The campaign is being run by the International Federation of Phonogram and Videogram Producers, representing 650 record companies in nearly 70 countries.
"The Band Aid and Live Aid bootlegs have sold 4.5 million copies so far in the last year, and that means $3 million to $5 million stolen from the Band Aid Trust," federation spokesman James Wolsey said.
On a worldwide basis, the recording industry is losing about $1.2 billion a year to music pirates, he said.
The July 13 Live Aid concert in London raised about $60 million for the British Band Aid Trust, while the concert in Philadelphia brought $25 million into the Live Aid Foundation in the United States.
No copyright recording of the concert was made because of complicated legal problems, Geldof said. Organizers now are negotiating to make a film of the mammoth event.
The federation said in a statement that it has discovered six unauthorized versions of the concert, all highly professional cassettes and records made in Indonesia.
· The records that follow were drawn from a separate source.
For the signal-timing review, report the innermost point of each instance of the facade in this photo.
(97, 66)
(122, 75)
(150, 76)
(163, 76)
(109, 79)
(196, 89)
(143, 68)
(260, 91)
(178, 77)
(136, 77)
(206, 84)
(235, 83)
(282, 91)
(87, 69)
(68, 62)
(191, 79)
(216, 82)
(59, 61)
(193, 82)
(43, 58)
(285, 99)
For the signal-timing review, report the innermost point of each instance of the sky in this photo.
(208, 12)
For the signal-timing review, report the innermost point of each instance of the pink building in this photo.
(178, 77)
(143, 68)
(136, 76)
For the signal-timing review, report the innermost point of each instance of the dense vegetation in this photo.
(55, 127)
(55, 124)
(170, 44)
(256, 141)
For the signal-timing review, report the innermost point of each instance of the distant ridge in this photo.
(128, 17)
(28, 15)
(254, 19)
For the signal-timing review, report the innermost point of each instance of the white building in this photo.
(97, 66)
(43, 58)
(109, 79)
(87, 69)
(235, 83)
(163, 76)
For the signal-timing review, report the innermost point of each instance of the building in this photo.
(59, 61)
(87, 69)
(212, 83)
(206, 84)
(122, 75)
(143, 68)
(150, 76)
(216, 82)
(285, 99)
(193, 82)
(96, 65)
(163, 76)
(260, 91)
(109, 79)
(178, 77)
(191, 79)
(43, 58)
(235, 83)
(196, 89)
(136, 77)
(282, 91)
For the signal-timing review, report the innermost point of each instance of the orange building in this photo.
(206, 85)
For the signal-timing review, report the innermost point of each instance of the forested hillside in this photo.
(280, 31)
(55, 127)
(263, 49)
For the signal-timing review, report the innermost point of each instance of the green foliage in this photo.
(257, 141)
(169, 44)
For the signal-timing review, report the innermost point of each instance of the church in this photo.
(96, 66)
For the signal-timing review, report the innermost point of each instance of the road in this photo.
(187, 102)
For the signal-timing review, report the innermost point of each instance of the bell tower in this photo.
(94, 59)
They are on sale in the Middle East and parts of Europe, the federation said.
The 1984 Band Aid charity recording of "Do They Know It's Christmas," made by British rock stars, also has been copied, as has "We Are the World," the charity recording by American artists.
Geldof said he would do whatever is necessary to stop the pirate recordings of Live Aid.
Geldof urged consumers to seize the unauthorized copies "and certainly if I see one, I'd throw a petrol bomb" at it.